Pelo menos 81% da Faixa de Gaza fazem agora parte das "zonas proibidas" controladas por Israel, sujeitas a ordens de evacuação emitidas pelo Exército ou por serem "áreas militarizadas" sob o seu controlo, de acordo com o escritório das Nações Unidas para a coordenação de assuntos humanitários (OCHA).

Salha disse que os funcionários do hospital continuam a prestar serviços aos que ainda estão internados, apesar de estarem "completamente cercados" há cinco dias, descrevendo as carências alimentares.

"Não tomamos o pequeno-almoço. Só comemos depois das quatro, distribuímos arroz, mas não é suficiente. Ao jantar, comemos pão.
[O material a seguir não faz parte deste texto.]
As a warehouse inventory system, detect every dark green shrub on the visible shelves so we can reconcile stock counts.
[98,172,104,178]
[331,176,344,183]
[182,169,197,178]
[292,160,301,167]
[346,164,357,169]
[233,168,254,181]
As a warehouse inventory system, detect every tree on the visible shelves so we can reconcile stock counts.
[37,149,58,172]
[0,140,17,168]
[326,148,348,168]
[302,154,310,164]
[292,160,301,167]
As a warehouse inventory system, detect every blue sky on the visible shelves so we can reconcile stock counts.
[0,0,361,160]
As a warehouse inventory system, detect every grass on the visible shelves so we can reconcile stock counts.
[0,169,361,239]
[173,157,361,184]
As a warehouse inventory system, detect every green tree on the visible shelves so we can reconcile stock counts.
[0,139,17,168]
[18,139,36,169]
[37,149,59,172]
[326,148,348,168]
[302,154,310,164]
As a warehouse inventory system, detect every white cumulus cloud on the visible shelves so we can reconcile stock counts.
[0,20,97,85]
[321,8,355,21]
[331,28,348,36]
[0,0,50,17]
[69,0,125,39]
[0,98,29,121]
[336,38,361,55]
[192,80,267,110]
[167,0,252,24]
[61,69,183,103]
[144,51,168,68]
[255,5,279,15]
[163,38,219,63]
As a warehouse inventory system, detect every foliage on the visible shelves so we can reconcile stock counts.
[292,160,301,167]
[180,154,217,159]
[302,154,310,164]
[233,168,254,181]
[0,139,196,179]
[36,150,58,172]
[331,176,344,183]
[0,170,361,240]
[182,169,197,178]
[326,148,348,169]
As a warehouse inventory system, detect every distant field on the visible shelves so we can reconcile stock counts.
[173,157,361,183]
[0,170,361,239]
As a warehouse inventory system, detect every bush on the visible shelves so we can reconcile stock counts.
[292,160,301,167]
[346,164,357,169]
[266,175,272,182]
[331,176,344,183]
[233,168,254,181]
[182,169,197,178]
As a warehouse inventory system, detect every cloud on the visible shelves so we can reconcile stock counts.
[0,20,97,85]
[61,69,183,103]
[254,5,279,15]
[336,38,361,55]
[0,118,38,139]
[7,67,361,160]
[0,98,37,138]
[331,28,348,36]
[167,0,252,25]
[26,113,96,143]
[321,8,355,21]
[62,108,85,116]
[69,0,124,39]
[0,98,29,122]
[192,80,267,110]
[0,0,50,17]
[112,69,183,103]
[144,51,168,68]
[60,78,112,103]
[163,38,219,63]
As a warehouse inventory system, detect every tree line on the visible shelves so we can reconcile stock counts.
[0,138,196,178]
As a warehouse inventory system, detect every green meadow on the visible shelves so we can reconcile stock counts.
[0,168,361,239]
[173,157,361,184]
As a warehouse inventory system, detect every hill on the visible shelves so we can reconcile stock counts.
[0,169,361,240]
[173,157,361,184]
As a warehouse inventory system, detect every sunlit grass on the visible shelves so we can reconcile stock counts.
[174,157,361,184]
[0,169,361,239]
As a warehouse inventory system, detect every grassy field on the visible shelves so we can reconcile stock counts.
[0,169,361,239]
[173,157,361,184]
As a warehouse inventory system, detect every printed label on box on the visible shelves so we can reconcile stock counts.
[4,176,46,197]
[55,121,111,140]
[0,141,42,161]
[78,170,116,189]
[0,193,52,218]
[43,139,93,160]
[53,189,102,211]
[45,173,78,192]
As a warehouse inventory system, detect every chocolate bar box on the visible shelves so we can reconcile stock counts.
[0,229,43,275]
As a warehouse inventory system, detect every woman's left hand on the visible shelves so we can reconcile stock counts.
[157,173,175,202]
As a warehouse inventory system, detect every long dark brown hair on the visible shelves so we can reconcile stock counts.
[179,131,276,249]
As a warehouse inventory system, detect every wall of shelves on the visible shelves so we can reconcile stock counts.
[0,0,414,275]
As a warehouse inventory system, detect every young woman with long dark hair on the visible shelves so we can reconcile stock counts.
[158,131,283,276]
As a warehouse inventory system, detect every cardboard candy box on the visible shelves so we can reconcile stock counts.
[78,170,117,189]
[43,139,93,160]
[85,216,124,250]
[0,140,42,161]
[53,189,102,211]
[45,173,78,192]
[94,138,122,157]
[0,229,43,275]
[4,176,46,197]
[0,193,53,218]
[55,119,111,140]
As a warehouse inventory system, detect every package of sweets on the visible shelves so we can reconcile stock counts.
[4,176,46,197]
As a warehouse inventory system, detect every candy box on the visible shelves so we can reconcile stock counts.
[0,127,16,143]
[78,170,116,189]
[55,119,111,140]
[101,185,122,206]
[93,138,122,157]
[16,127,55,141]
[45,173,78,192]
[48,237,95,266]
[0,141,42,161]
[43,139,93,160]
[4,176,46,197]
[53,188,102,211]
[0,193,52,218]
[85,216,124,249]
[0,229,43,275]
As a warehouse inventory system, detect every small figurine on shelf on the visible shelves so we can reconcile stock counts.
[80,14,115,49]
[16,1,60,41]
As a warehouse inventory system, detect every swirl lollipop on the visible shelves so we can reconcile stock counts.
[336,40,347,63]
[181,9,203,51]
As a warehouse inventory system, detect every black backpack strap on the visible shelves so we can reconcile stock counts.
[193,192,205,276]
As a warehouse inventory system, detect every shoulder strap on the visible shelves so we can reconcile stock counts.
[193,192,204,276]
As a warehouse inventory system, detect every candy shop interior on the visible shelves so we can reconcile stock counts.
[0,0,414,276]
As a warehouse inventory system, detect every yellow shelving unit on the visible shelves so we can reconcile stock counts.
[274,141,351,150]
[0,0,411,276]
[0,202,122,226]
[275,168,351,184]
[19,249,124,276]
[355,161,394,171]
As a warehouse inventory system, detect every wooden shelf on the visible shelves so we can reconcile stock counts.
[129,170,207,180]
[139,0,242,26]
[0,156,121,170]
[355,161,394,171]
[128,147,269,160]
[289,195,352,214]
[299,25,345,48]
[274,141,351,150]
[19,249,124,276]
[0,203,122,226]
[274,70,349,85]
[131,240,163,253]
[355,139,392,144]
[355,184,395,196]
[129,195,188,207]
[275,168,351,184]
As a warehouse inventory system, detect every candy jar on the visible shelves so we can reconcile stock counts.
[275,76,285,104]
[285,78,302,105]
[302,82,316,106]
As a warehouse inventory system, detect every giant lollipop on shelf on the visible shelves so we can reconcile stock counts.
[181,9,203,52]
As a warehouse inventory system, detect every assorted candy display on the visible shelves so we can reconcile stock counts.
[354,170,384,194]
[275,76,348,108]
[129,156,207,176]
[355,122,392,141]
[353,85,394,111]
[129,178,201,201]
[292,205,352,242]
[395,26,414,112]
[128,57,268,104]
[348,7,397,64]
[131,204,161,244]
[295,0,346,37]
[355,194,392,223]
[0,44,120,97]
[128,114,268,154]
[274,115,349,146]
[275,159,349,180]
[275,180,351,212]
Às vezes, feijão se tivermos muita sorte, atum [de lata] com zaatar [mistura de especiarias]... mas não temos muito", descreveu.

Este é o quarto cerco a Al-Awda desde que Israel lançou a sua ofensiva em grande escala na Faixa de Gaza, em outubro de 2023, contra o grupo islamita palestiniano Hamas.

O Hamas condenou o bombardeamento do hospital e o incêndio como "uma nova tentativa de atacar o setor da saúde e destruir o que resta dele".

Israel permitiu que a ajuda internacional voltasse a entrar no território esta semana, tendo o Cogat, a agência do Ministério da Defesa responsável pelos assuntos civis nos territórios palestinianos, indicado que 107 camiões foram autorizados na quinta-feira.

No entanto, 15 camiões do Programa Alimentar Mundial (PAM) foram saqueados durante a última noite quando se dirigiam para o sul do enclave com vista a abastecer padarias agora reabertas, num caso enquadrado pela agência da ONU como um resultado da "fome, desespero e ansiedade" da população.

Philippe Lazzarini, chefe da agência das Nações Unidas para os refugiados palestinianos (UNRWA), recordou por seu lado que, durante a trégua de seis semanas quebrada em março por Israel, entravam diariamente entre 500 e 600 camiões.

"Ninguém deve ficar surpreendido ou chocado ao ver cenas onde ajuda preciosa está a ser saqueada, roubada ou 'perdida'", escreveu na rede X, lamentando que "o povo de Gaza está a morrer de fome há mais de onze semanas".

O PAM insistiu aliás no pedido a Israel para que permita "a entrada de volumes muito maiores de ajuda alimentar, e mais rapidamente", no seguimento de apelos insistentes das Nações Unidas de que as autorizações atuais são bastante insuficientes.

"Finalmente, a ajuda humanitária está a chegar", comentou hoje o secretário-geral da ONU, mas o que Israel permitiu foram "apenas umas colheres quando era necessário um dilúvio".

Referindo-se à "fase mais cruel" do conflito, António Guterres informou que quase 400 camiões foram autorizados a entrar na Faixa de Gaza nos últimos dias através da passagem fronteiriça de Kerem Shalom, mas apenas 115 conseguiram recolher os bens para distribuição, além de que "nada chegou ao norte sitiado".

Ao mesmo tempo, o secretário-geral da ONU voltou a condenar a intensificação da ofensiva militar israelita, "com níveis atrozes de morte e destruição", sublinhando que 80% do território está agora fora do alcance da população.

A Defesa Civil da Faixa de Gaza relatou pelo menos 16 mortes hoje em "ataques israelitas em diversas zonas" do território, no seguimento da nova campanha militar aérea e terrestre lançada no passado fim de semana, com o objetivo declarado de recuperar os reféns em posse do Hamas, tomar todo o enclave e empurrar os habitantes para sul.

O conflito foi desencadeado pelos ataques do Hamas em 07 de outubro de 2023 no sul de Israel, onde fizeram cerca de 1.200 mortos, na maioria civis, e mais de duas centenas de reféns.

Em retaliação, Israel lançou uma operação militar na Faixa de Gaza, que já provocou mais de 53 mil mortos, segundo as autoridades locais controladas pelo Hamas, a destruição de quase todas as infraestruturas do território e a deslocação forçada de centenas de milhares de pessoas.